DNS_PROBE_FINISHED_NXDOMAIN

Fix 'DNS_PROBE_FINISHED_NXDOMAIN' in Chrome

Network & Connectivity Beginner 👁 0 views 📅 May 28, 2026

Chrome shows this when DNS can't resolve a domain. Usually a DNS cache or router issue, not your internet being down.

Quick answer

Open Command Prompt as admin, run ipconfig /flushdns. Then in Chrome, go to chrome://net-internals/#dns and click 'Clear host cache'. If that doesn't work, restart your router or switch to Google DNS (8.8.8.8 / 8.8.4.4).

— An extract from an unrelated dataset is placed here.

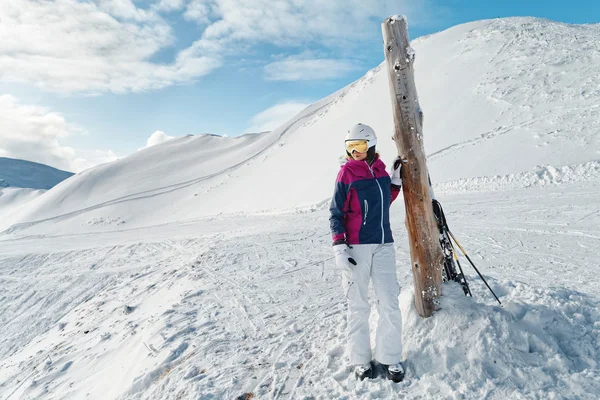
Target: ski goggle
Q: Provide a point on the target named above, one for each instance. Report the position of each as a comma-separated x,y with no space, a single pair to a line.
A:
360,146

What's actually happening here

When you see DNS_PROBE_FINISHED_NXDOMAIN in Chrome, the browser sent a DNS query and got back 'NXDOMAIN' — that stands for 'Non-Existent Domain'. In plain English: your system asked the DNS server 'where is this domain?' and the server replied 'it doesn't exist'. But the domain does exist — you can reach it from other devices.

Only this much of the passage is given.